# guardaescobas



## elirios

Hello everyone, I´m translating a text and I found the word "guardaescoba", I couldn't find an english word for this term. I haven't even found a definition in spanish for this word.
I'd appreciate any help.
Thank you


----------



## zazap

Wouldn't it be the broom closet?


----------



## ILT

Hola elirios:

Bienvenida/o al foro. Ayudaría que nos brindaras algo de contexto, que nos digas de qué trata tu documento.

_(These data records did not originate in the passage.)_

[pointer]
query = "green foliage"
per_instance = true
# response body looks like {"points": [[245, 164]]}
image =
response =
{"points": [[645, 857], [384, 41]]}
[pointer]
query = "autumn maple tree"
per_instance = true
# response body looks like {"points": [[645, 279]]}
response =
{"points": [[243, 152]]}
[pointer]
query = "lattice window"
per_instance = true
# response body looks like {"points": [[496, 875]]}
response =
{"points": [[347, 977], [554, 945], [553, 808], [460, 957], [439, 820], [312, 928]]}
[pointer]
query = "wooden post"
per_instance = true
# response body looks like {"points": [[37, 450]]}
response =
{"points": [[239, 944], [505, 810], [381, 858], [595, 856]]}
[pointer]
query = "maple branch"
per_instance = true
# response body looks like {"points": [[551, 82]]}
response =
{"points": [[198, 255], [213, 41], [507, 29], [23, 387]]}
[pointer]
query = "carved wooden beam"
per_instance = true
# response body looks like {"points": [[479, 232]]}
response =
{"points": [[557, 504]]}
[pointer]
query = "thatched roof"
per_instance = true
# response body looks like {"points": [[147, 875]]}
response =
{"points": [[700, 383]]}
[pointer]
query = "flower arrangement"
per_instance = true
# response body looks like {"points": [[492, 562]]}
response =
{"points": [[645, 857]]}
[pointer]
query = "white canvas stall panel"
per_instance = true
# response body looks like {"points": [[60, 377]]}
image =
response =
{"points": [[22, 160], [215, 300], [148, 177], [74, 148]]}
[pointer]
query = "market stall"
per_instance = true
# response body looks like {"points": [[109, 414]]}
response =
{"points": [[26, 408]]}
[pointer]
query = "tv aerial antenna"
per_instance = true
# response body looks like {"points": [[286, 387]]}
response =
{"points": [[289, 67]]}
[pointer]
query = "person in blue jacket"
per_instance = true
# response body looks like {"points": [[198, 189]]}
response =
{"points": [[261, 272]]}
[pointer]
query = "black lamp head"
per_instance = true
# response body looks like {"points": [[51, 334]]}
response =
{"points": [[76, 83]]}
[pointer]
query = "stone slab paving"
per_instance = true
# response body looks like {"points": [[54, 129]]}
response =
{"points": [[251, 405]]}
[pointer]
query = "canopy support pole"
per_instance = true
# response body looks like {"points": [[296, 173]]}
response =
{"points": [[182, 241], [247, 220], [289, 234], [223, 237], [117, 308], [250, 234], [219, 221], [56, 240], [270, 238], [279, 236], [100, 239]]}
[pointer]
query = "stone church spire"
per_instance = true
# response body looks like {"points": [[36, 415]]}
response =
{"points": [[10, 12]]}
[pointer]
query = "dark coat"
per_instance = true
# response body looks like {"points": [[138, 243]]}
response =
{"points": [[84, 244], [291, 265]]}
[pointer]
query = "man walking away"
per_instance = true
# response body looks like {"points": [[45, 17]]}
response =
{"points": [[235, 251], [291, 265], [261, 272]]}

Como te comenta zazap, puede ser el armario en que se guardan artículos de limpieza, pero buscando encontré que en Colombia se conoce por guardaescoba a los azulejos que se ponen al rematar para hacer la transición entre los azulejos y la pared; mira esta búsqueda.

Te esperamos con más información 

ILT


----------



## Jacob Nielsen

A Guarda escobas is a piece of wood along the floor againts the wall to protect the wall while sweeping.


----------



## k-in-sc

Thanks, and welcome to the forum!


----------



## andywoolley

In Britain we call it a "skirting board".


----------



## Pedrusconio

En España no se dice guardaescoba, sino "rodapié".


----------



## saturne

En España como dice Pedrusconio lo llamamos "rodapié o zócalo"

Hay otro hilo que quizás te pueda ayudar.

Rodapié y zócalo - WordReference Forums
Rodapié - Wikipedia, la enciclopedia libre


----------



## k-in-sc

"Baseboard" in the U.S. for the wooden interior trim near the floor and "wainscoting" for the kind that goes 3-4 feet up the wall. I don't know what you would call the exterior "zócalo." It's not common here.


----------



## saturne

I usually use "zócalo" and "rodapié" for the pieces between 10-12 cm. that cover the joints of the lower part of a room between the wall and the floor.
According to Oxford Spanish Diccionary. Zócalo = baseboard (AmE) and skirting board (BrE)
But "zócalo"  also can refer to wainscotting. For wainscotting I always say "friso".
Many people say "rodapié" to pieces between 10-12 cm and "zócalo" for wooden panels, plastic, tiles etc. used to line the walls up to 1 m. aprox.
Zócalo - Wikipedia, la enciclopedia libre 
zócalo - significado de zócalo diccionario
FRISO - Buscar con Google


----------